Dr Natalie F. Mylonas (FHEA) is a scholar of the Hebrew Bible, the founder of Learn Ancient Hebrew Online Education, and a postdoctoral research fellow at Trinity Theological College, Melbourne.
Natalie’s research examines aspects of Jewish and Christian traditions that marginalise and exclude certain identities, with a focus on the affective dimensions of exclusion. Natalie has a keen interest in inter-faith dialogue and has recently become the first Australian to receive the prestigious Gingko Foundation Interfaith Fellowship.
In 2017 Natalie was awarded fellowship status from Advance HE in recognition of her teaching excellence whilst lecturing at Macquarie University.

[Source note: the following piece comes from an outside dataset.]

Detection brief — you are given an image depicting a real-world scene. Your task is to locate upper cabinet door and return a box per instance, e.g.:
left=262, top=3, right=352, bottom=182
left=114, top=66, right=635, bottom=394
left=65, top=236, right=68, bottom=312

Natalie’s pedagogical approach aims to create a vibrant and engaged learning community that honours and values the unique perspective, contribution, and wisdom of each of its members.
Latest Book
Natalie Mylonas uses Ezekiel 16 as a case study in order to reveal the critical relationship between space, emotion, and identity politics in the Hebrew Bible. Drawing on interdisciplinary research that emphasises how space and emotions are inextricably linked in human experience, Mylonas explores the portrayal of Yhwh’s wife, Jerusalem, in Ezekiel 16 as a personified city who feels emotion. She foregrounds purity and gender issues, as well as debates on emotions in the Hebrew Bible, emphasising that spatiality is a key component of how these issues are conceptualised in ancient Israel.
This book argues that the power struggle between Jerusalem and Yhwh in Ezekiel 16 is a struggle over the contested space of Jerusalem’s body and the city space. Jerusalem’s emotions are in a dynamic relationship with the spaces in the text – they are signified by these spaces, shift as the constitution of the spaces shifts, and are shaped by Jerusalem’s use of space. Her desire, pride, and shamelessness are communicated spatially through her use of city space, while her representation as disgusting is underscored by her “uncontrollable” female body.
Mylonas concludes by showing how Ezekiel’s vision of the new Jerusalem in Ezekiel 40-48 re-establishes sacred space through the erasure of the feminine city metaphor coupled with strict boundary policing, which is a far cry from the assault on Jerusalem’s boundaries described in Ezekiel 16.